THE MOUTH FOR THE SOUTH
Re: Paul Brennan's exposé of The Orange County Register's Steven Greenhut ("Segregation's Last Best Defender,"Feb. 21): Why do you think that when Trent Lott—a white guy over 55 from Mississippi—says this sort of thing (that the Confederacy is good, that "states rights" was its greatest political achievement), he's driven from his top job in the Senate, but when a Register writer writes the same thing . . . nobody says anything?Alex Ikorn
"They Keep Driving Dixie Down" is listed on the lewrockwell.com site as being written by Mark Winchell. However, Brennan says the article was written by Greenhut.
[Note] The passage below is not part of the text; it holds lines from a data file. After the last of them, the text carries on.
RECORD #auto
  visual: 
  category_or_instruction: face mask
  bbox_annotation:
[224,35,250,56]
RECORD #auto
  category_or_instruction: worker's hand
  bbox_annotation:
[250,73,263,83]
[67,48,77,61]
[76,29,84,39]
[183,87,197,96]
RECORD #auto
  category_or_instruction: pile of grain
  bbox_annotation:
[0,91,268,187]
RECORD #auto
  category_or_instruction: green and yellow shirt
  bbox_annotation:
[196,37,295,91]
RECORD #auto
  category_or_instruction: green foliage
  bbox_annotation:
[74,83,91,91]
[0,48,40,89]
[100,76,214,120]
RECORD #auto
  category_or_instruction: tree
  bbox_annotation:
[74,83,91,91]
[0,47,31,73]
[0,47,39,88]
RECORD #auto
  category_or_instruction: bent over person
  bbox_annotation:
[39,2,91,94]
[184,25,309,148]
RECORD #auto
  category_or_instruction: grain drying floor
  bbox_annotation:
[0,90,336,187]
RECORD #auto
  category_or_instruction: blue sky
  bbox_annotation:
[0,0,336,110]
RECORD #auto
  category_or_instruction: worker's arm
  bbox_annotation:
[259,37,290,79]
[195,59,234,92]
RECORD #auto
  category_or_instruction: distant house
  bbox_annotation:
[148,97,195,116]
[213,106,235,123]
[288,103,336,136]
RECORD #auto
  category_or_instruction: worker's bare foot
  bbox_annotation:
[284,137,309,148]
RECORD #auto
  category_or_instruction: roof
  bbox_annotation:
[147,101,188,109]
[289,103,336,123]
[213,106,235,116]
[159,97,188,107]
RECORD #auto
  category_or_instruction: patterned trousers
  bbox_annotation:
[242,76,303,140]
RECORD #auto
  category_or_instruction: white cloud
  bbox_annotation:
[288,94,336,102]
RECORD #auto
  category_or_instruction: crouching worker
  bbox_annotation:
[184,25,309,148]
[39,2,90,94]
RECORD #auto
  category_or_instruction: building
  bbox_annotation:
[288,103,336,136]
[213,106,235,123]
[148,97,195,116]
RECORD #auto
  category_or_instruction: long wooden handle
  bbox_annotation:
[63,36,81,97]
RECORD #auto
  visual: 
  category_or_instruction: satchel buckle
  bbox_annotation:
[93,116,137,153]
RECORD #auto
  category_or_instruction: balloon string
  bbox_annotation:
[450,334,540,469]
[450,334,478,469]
Either lewrockwell.com changed the author of one of their stories or OC Weekly made a horrible mistake.Andy Justice
Paul Brennan responds: The article Andy refers to, "Driving Dixie Down," was indeed written by Mark Royden Winchell and posted on lewrockwell.com in October 2001 (lewrockwell.com/orig2/winchell1.html). The article I referred to, "They Keep Driving Dixie Down," was written by Steven Greenhut and posted on the same site in January 2003 (lewrockwell.com/orig3/ greenhut1.html). They are two separate articles, something that's clear when you note that Greenhut's piece deals with events after October 2001: Thomas Pickering (resubmitted to the Senate, January 2003), Trent Lott (foot into mouth, Dec. 7, 2002—Pearl Harbor Day!), and the neo-Confederates of the California Republican Party (story broke, Jan. 4, 2003).As long as you bring it up, Andy, isn't the lewrockwell site amazing? Rockwell is at the leading edge of a new phenomenon on the Right—instead of blaming Clinton and his wandering penis for everything wrong with this country, they blame Lincoln. Next time you're there, look around and enjoy such stories as "Lincoln: Slavery A-OK." This anti-Lincoln impulse seems to have its origins in the property rights/takings clause movement, which often cites the end of slavery as the biggest uncompensated government seizure of property in American history, and therefore a very wicked thing indeed.